There might be a Halloween party going on around me as I struggle to finish a tight deadline, and my clients are counting on me. It’s serious enough that if you screw up once you might never get work again. These are multi-million dollar projects we’re talking about.

One time, a beer spilled on my laptop causing it to shut off for days. My little laptop shutdown caused delays, and can never happen again. Today, I have two super powerful laptops and several backup drives, just to make sure work never stops. And that’s part of the challenge: work never stops.

I need to be available and ready to work, without distinction of weekends or nights or overtime or the security net of being an employee. I’m a freelancer, so work [may be] good today, but might not be here tomorrow. All that said, it’s a small price to pay to be able to play in the mountains.  


“I didn’t want to wake up one day at age 80 to look back at my life and be disappointed by not going after my dreams.”


5) What motivated you to pursue this role? How did you decide to take things on the road?

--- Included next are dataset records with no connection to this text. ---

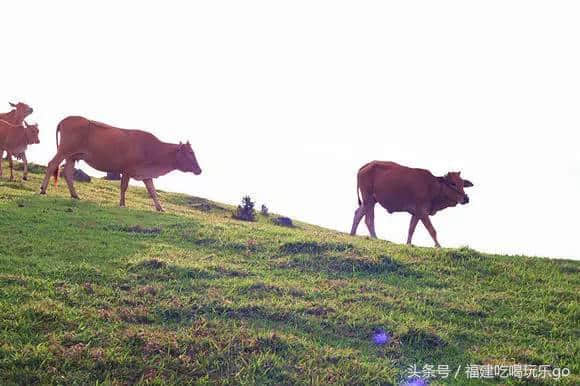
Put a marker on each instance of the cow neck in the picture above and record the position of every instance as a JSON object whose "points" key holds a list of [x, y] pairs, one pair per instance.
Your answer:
{"points": [[169, 150], [26, 138], [10, 117], [442, 201]]}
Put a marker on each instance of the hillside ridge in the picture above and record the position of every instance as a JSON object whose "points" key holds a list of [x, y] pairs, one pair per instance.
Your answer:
{"points": [[95, 293]]}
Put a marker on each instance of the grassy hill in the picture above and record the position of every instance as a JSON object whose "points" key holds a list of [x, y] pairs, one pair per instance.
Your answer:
{"points": [[92, 293]]}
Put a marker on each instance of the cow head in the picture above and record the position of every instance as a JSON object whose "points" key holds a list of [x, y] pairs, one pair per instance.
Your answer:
{"points": [[31, 133], [455, 185], [22, 110], [186, 161]]}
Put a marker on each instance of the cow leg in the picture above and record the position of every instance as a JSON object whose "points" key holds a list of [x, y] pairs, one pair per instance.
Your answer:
{"points": [[358, 215], [50, 169], [412, 226], [369, 209], [11, 166], [153, 193], [427, 222], [124, 185], [68, 171], [25, 163]]}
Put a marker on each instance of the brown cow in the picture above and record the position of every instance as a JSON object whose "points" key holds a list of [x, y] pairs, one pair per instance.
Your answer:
{"points": [[133, 153], [16, 117], [401, 189], [15, 139]]}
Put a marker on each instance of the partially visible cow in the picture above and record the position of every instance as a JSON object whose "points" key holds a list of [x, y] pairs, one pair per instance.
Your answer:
{"points": [[16, 117], [133, 153], [402, 189], [15, 139]]}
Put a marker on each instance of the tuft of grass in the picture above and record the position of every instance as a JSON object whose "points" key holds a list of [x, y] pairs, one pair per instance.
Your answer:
{"points": [[92, 293]]}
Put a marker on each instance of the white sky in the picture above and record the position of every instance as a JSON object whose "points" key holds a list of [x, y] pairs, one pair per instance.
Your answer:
{"points": [[285, 101]]}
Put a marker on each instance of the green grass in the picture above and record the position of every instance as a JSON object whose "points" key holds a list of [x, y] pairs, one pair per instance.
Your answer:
{"points": [[91, 293]]}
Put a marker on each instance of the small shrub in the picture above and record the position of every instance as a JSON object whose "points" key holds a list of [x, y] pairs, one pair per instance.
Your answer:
{"points": [[245, 212], [283, 221]]}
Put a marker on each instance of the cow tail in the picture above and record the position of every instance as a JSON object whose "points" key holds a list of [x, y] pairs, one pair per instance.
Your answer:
{"points": [[358, 191], [55, 174]]}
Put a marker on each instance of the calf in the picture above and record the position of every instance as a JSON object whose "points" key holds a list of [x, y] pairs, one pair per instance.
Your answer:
{"points": [[15, 139], [402, 189], [16, 117], [133, 153]]}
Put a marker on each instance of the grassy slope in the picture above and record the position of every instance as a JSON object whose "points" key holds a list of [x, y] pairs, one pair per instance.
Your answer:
{"points": [[84, 299]]}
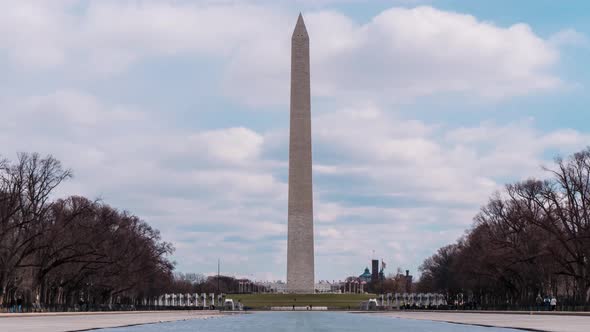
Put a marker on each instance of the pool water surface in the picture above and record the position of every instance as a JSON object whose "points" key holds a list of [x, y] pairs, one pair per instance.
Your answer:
{"points": [[304, 322]]}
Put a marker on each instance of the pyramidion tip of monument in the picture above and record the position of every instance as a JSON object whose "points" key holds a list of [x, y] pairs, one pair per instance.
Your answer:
{"points": [[300, 30]]}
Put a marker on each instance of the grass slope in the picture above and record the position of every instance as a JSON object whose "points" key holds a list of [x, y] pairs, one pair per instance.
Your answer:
{"points": [[332, 301]]}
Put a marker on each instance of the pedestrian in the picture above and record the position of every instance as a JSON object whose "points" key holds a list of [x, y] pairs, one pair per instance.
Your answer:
{"points": [[547, 303], [539, 302], [553, 303], [19, 304]]}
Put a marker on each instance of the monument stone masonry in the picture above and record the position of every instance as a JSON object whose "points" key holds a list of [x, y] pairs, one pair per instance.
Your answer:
{"points": [[300, 251]]}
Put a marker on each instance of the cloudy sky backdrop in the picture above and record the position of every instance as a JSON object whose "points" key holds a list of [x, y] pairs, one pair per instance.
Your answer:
{"points": [[178, 112]]}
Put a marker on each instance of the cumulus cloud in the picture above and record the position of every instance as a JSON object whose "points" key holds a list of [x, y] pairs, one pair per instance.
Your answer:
{"points": [[383, 181], [398, 55]]}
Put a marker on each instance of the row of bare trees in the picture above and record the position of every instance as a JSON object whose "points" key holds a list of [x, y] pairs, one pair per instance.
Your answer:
{"points": [[531, 239], [62, 252]]}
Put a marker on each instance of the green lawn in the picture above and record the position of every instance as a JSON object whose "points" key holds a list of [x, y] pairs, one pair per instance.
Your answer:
{"points": [[332, 301]]}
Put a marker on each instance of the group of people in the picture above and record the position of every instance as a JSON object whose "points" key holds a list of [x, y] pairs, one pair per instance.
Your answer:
{"points": [[549, 303], [16, 304]]}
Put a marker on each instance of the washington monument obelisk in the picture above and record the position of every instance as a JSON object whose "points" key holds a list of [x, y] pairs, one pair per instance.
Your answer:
{"points": [[300, 254]]}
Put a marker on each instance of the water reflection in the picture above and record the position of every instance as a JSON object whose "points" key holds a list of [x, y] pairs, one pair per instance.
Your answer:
{"points": [[306, 322]]}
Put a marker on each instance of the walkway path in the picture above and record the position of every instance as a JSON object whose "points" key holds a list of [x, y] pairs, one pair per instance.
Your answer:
{"points": [[53, 322], [535, 322]]}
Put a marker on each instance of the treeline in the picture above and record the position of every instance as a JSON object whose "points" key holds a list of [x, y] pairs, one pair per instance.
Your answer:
{"points": [[63, 252], [197, 283], [530, 240]]}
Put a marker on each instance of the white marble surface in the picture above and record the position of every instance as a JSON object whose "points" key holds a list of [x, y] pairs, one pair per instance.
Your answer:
{"points": [[553, 323], [52, 322]]}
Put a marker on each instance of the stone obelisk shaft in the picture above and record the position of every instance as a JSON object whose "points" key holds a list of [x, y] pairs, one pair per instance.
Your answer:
{"points": [[300, 251]]}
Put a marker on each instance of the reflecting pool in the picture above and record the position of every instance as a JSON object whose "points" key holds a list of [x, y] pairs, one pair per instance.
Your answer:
{"points": [[304, 322]]}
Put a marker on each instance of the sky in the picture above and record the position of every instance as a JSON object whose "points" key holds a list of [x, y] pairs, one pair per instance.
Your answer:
{"points": [[178, 111]]}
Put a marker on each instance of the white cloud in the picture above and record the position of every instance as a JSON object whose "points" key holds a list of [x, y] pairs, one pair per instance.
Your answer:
{"points": [[399, 54], [383, 181]]}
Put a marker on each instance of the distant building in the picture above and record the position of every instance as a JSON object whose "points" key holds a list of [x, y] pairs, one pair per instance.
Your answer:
{"points": [[375, 270], [275, 286], [366, 276]]}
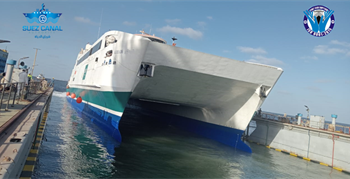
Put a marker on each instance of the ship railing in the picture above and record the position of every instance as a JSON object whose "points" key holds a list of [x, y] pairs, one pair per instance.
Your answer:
{"points": [[305, 122], [9, 92]]}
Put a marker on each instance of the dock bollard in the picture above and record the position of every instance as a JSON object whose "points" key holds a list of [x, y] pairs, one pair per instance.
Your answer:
{"points": [[334, 117], [299, 118]]}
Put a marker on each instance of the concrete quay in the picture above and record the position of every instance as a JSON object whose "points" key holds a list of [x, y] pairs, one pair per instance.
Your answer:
{"points": [[315, 145], [21, 131]]}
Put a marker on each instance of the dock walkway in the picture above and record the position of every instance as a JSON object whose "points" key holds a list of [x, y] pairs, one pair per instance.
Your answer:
{"points": [[21, 126]]}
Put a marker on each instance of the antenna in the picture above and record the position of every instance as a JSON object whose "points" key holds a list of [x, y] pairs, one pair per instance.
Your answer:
{"points": [[174, 38], [98, 34]]}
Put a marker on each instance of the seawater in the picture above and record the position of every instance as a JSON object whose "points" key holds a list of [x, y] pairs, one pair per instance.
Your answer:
{"points": [[73, 147]]}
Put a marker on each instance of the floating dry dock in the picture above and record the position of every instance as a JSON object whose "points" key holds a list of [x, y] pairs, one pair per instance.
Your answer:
{"points": [[21, 131], [321, 146]]}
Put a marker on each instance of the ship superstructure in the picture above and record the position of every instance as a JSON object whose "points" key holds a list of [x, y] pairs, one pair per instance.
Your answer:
{"points": [[207, 94]]}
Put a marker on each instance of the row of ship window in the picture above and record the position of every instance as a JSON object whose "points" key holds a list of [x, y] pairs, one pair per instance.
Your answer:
{"points": [[92, 51]]}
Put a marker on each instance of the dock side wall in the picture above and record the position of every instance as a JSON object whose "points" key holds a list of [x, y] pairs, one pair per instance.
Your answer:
{"points": [[327, 147]]}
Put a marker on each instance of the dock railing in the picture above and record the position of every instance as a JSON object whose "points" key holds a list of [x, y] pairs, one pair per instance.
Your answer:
{"points": [[10, 94], [305, 122]]}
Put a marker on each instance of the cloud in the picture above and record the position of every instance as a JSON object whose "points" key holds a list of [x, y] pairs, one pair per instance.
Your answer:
{"points": [[324, 81], [128, 23], [173, 21], [313, 89], [85, 20], [252, 50], [324, 49], [284, 92], [189, 32], [309, 57], [201, 23], [264, 60], [336, 42]]}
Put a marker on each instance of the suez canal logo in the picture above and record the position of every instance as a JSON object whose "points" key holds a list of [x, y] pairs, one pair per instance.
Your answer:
{"points": [[42, 16], [319, 20]]}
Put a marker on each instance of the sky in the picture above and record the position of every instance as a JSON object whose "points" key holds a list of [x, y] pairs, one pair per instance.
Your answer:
{"points": [[316, 69]]}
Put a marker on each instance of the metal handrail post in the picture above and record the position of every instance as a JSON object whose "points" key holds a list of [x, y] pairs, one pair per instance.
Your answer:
{"points": [[8, 99], [14, 96], [19, 93], [2, 96]]}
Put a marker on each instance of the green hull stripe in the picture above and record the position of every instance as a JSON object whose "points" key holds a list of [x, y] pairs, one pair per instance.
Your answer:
{"points": [[113, 100]]}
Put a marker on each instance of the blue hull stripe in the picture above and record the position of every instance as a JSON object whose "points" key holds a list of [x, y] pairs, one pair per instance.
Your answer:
{"points": [[225, 135], [110, 122], [105, 120]]}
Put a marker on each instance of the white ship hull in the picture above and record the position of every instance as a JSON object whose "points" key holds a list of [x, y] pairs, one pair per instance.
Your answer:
{"points": [[184, 83]]}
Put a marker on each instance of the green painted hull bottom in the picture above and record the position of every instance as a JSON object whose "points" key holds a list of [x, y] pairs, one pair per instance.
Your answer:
{"points": [[113, 100]]}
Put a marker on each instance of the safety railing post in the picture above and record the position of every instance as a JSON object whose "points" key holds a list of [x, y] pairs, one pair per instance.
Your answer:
{"points": [[14, 96], [9, 97], [2, 96]]}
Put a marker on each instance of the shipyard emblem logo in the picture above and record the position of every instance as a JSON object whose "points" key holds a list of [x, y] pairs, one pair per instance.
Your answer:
{"points": [[42, 16], [319, 20]]}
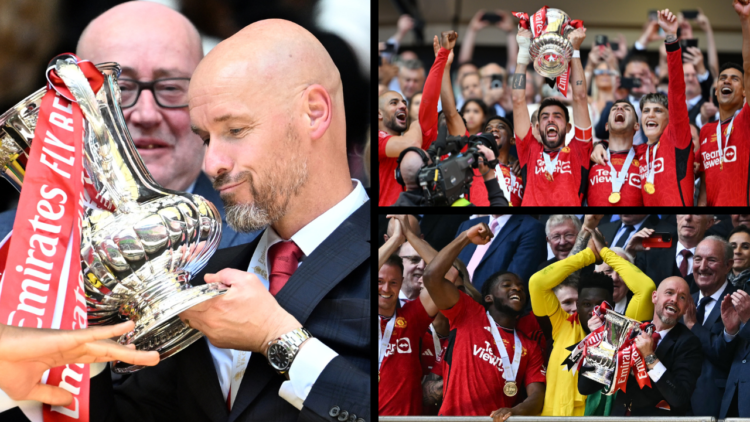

I felt like life must have something more to it than security. I felt numb in the office and eventually got to a point where I chose adventure over security, and I paid for it with harsh results in the beginning.

I quit my job without having any plan other than going to live in the mountains and try to find a way to get by. I didn’t want to wake up one day at age 80 to look back at my life and be disappointed by not going after my dreams. This perspective helped me see life as a daring adventure and not as an experience to be cruised through safely.

I lost all my savings pretty quick without a job (not having the ability to work in Canada without a permit). I left the comfort of a house, a job, a routine, security, and I ended up tearing my ACL in a bad ski accident. I was left broke, injured, having to come back to Israel for surgery and a year of recovery. Despite it all, I kept positive.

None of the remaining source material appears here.